0

I have a nested loop in one of my scripts that, when running, leads to MemoryError. It looks something like this:

jobRange = range(605)
a = []
for i in jobRange:
    for k in jobRange:
        for j in jobRange:
            if i != k and k != j:
                a.append((i, k, j))

I tried to optimize it by replacing the horrible nested loop with the use of permutations:

a = []
for p in permutations(jobRange, 3):
    i, k, j = p[0], p[1], p[2]
    a.append((i, k, j))

That does not however solve the problem.

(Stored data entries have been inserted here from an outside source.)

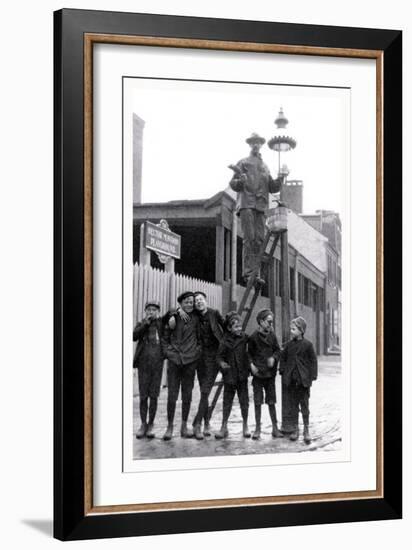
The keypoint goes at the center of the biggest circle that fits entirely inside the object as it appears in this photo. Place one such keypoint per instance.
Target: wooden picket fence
(152, 284)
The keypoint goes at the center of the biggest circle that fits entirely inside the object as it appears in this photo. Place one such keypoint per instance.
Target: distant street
(325, 428)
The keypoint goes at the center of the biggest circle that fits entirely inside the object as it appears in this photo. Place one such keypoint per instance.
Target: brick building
(211, 251)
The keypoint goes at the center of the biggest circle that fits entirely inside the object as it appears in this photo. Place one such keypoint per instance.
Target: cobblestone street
(324, 423)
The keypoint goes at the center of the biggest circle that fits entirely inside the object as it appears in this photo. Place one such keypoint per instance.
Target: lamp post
(281, 144)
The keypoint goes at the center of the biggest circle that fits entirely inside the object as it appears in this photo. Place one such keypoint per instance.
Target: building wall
(307, 241)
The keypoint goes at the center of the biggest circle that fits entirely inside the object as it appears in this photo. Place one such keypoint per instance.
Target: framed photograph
(227, 274)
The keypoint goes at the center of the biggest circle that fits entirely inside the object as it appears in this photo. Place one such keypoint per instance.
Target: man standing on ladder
(253, 181)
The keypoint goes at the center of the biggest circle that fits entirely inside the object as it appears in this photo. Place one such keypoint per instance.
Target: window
(292, 289)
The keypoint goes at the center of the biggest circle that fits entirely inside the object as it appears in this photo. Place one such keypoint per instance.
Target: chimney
(292, 195)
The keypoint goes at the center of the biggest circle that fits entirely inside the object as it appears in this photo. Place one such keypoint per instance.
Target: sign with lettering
(162, 240)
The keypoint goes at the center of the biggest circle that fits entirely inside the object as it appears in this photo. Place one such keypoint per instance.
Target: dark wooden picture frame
(76, 31)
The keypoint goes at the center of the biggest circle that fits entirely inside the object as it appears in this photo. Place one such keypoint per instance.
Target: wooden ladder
(266, 254)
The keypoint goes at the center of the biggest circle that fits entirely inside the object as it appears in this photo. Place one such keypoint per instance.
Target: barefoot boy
(264, 353)
(148, 360)
(299, 368)
(232, 357)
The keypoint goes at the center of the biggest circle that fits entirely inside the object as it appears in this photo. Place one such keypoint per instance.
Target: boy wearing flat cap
(299, 368)
(234, 361)
(148, 360)
(211, 334)
(264, 353)
(183, 351)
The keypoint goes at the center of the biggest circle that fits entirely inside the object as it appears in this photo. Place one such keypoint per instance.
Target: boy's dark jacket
(261, 347)
(140, 332)
(305, 360)
(216, 322)
(233, 351)
(182, 345)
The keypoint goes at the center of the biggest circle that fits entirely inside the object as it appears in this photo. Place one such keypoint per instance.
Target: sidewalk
(326, 394)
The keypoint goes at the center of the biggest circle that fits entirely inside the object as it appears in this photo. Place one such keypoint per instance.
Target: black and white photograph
(240, 203)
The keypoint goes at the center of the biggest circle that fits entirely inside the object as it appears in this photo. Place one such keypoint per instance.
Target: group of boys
(196, 339)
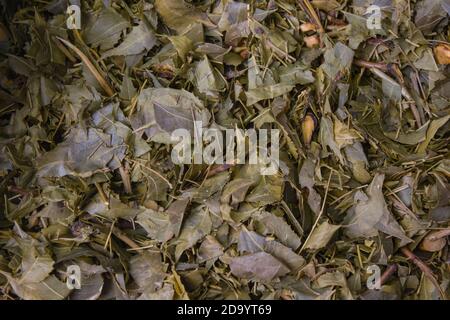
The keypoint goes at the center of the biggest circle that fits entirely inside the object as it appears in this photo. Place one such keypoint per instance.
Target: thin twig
(320, 214)
(424, 268)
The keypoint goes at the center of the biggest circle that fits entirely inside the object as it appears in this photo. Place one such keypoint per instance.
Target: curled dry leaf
(435, 240)
(442, 53)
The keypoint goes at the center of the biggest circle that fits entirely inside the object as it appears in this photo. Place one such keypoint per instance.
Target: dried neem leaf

I still get:

Traceback (most recent call last):
  File "C:/Users/Vejdanpa/PycharmProjects/myProject/Models/test.py", line 10, in <module>
    a.append((i, k, j))
MemoryError

I also tried the following super-slow code just to find out how much memory this piece of code is using that leads to MemoryError:

from itertools import permutations
import tracemalloc

tracemalloc.start()
jobRange = range(605)

a = []
for p in permutations(jobRange, 3):
    i, k, j = p[0], p[1], p[2]
    a.append((i, k, j))
    current, peak = tracemalloc.get_traced_memory()
    print(f"Current memory usage: {current / 10 ** 6}MB; Peak: {peak / 10 ** 6}MB")

tracemalloc.stop()

The last couple of output lines before it throws the error was:

Current memory usage: 1022.68617MB; Peak: 1022.686298MB
Current memory usage: 1022.68621MB; Peak: 1022.686338MB
Current memory usage: 1022.68625MB; Peak: 1022.686378MB
Current memory usage: 1022.68629MB; Peak: 1022.686418MB
Current memory usage: 1022.68633MB; Peak: 1022.686458MB
Current memory usage: 1022.68637MB; Peak: 1022.686498MB
Current memory usage: 1022.68641MB; Peak: 1022.686538MB
Current memory usage: 1022.68645MB; Peak: 1022.686578MB
Current memory usage: 1022.68649MB; Peak: 1022.686618MB
Current memory usage: 1022.68653MB; Peak: 1022.686658MB
Traceback (most recent call last):
  File "C:/Users/Vejdanpa/PycharmProjects/myProject/Models/test.py", line 10, in <module>
    a.append((i, k, j))
MemoryError

Process finished with exit code 1

To my understanding this suggests that the threshold is somehow set to ~ 1GB and my program runs out of memory because it needs more that 1GB. I checked my machine's specs: machine specs. It shows that I have 16GB ram and as far as I know Python doesn't, in any way, limit the use of memory and should run until it runs out of memory.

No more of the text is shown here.